Dublin Airport is Ireland’s main international gateway and has a major impact on the Irish economy as the connectivity it provides underpins Irish trade, tourism, and foreign direct investment. According to a 2019 Economic Impact Study, Dublin Airport supports and facilitates almost 130,000 jobs in the Republic of Ireland and generates €9.8 billion in Gross Value Added (GVA) to the economy annually.

The new 3.1km North Runway is being built almost 1.7km north of Dublin Airport’s current main runway. A parallel runway system has been in the long-term plans for Dublin Airport since the 1960s.
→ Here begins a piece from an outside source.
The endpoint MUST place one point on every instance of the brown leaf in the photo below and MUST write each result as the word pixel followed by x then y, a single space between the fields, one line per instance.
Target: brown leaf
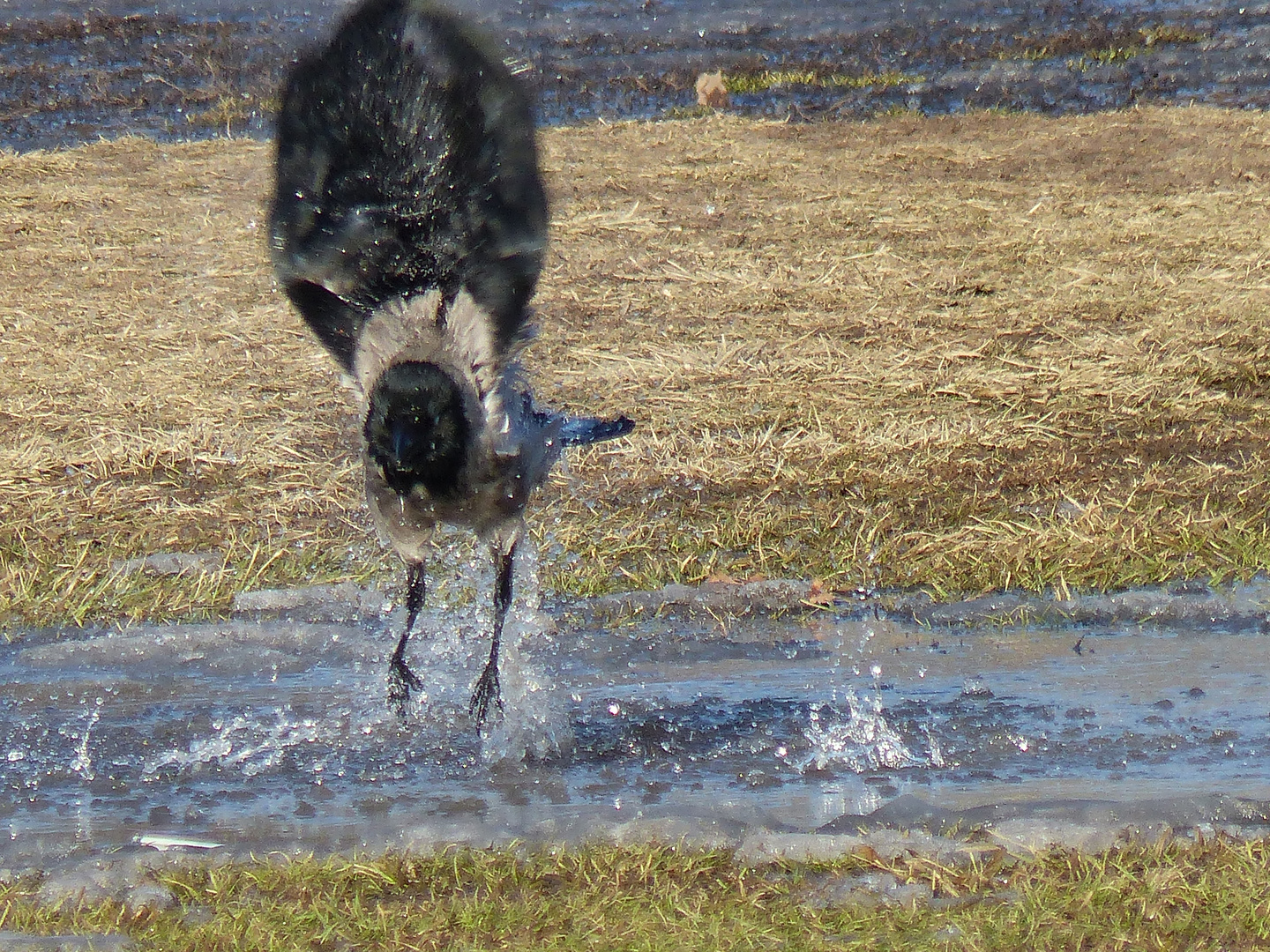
pixel 712 92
The main construction programme started in late 2018 and the official sod-turning took place in February 2019. Construction of the runway will be largely completed in the second quarter of next year and this will be followed by a rigorous period of testing and commissioning. The runway is expected to be operational in 2022.
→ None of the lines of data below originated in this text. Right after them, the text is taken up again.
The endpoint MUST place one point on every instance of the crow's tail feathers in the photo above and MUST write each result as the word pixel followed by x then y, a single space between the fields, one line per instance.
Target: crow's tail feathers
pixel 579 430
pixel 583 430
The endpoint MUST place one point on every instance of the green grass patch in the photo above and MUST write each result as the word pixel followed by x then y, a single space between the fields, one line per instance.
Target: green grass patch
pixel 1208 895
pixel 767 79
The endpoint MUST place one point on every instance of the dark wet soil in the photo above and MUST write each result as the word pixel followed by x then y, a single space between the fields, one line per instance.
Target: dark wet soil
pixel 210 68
The delivery of North Runway is a key recommendation of the Government’s National Aviation Policy, as it will significantly expand connectivity and flexibility at Dublin Airport and also enable it to continue to develop as a gateway between Europe and North America.

The original planning conditions, which date from the grant of planning permission in 2007, placed an overall limit of 65 aircraft movements across the entire airport campus between 11pm and 7pm. However, last year even before the addition of North Runway, there was an average of about 100 aircraft movements during this time period.

A restriction on the number of movements is an inflexible, rigid approach to managing night-time noise at airports. This type of cap merely limits the number of flights, regardless of how noisy or quiet a particular aircraft is. Such a restriction does not guarantee a reduction of noise, or even a prudent management of noise, whereas daa’s proposal does do that.

A noise quota system, which already applies at airports such as Heathrow, Brussels and Madrid, would limit the overall amount of noise generated by aircraft and, in tandem with the other proposed measures, would limit the effects of night-time operations at Dublin Airport.

Under this system, the number of aircraft operating within the night-time window may vary, but the overall effects of noise from those aircraft would be capped. This incentivises airlines to use quieter aircraft at Dublin Airport. “The number of planes is the wrong measure, the focus should be on the amount and effects of noise,” according to Mr Philips.

The planning application, which relates to the mode of operation of the new runway, notes that there are no significant environmental effects as a result of the proposals. Modern aircraft are significantly more fuel efficient than when the runway planning application was submitted about 15 years ago, and new aircraft types are delivering further efficiency gains.

The mix of air traffic means that with larger aircraft, and higher seat occupancy rates, the number of overall flight movements at Dublin Airport is much less than had been expected when planning for the new runway was originally granted.

Dublin Airport has a comprehensive sustainability programme and is due to become carbon neutral this year. It will have reduced its overall emissions by 33% compared to 2009 levels and is committed to becoming net zero for its carbon emissions by 2050 at the latest.

daa is submitting this planning application to Fingal County Council (FCC). Under new legislation which came into effect last year, a separate part of FCC has been appointed the Competent Authority for the purposes of noise regulation at Dublin Airport.

Under the legislation, the Competent Authority will apply what is known as the Balanced Approach to address the issue of noise at the airport. Under the Balanced Approach, three key elements must be considered before contemplating operating restrictions, namely: reduction of noise at source, land-use planning and management, and noise abatement operational procedures. Only after these three elements have been exhausted, should the fourth element of the Balanced Approach – operating restrictions – be considered.

The Competent Authority has a 14-week public consultation period within its deliberations and its decision is incorporated within the overall planning decision. This decision can be appealed to An Bord Pleanála. When making its decision it will take into account the views of the community, the aviation sector and other stakeholders, as well as international best practice.